9 30. Spot Corporation declared a cash dividend on December 30, 20A, payable on January 10, 20B. A journal entry for the dividend was not made in December 20A. The effects on the 20A financial statements were A) retained earnings and liabilities were understated. B) retained earnings and liabilities were overstated. C) expenses were understated. D) retained earnings was overstated and cash understated. E) retained earnings was overstated and liabilities understated. 31. Which of the following statements is incorrect? A) Goodwill is recorded when it is internally created instead of when a transaction takes place. B) For consolidated financial statements, certain elimination entries need to be made. C) When a company owns more than 20% but less than 50% of another company, it normally has significant influence and would account for the investment with the equity method. D) Dividends earned on available-for-sale securities are reported as investment revenue. E) None of the above. 32. Which of the following statements is false? A) When an investment in another company is purchased, it is a cash outflow under investing activities. B) When investment assets are sold, it is a cash inflow under investing activities. C) Any gains or losses in connection with investment assets are reported as an inflow or outflow of cash connected to operating activities. D) None of the above is false. E) All of the above are false. 33. Under the equity method, the investor's proportionate share of the income (or losses) of the other (investee) corporation impacts in the A) long-term investment account. B) investment revenue account. C) goodwill account. D) both A and B.

10 34. When accounting for investments in trading securities, any decline in market value below cost of the investments is reported on the A) income statement as a realized loss. B) income statement as an unrealized holding loss. C) balance sheet as a realized loss.
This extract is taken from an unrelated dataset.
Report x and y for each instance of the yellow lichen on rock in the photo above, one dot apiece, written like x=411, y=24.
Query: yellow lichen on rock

D) balance sheet as an unrealized holding loss in the stockholders' equity section. 35. On January 1, 20A, Will, Inc., bought 40% of the outstanding shares of Abe Corporation at a cost of $137,000. The equity method of accounting for this investment is used. At the end of 20A, Abe Corporation reported $30,000 net income and paid $10,000 cash dividends. At the end of 20A, the shares had a market value of $150,000. This investment should be reported on the balance sheet of Will, Inc., on December 31, 20A, at A) $150,000. B) $158,000. C) $145,000 D) $148,000. E) None of the above is correct 36. When the equity method is used in accounting for long-term investments in equity securities, revenue from the investment should be recognized A) when the investee company reports income. B) when the investee company declares and pays a cash dividend. C) when the investee company declares and pays (or issues) either a cash dividend or a stock dividend. D) on the basis of stock market fluctuations.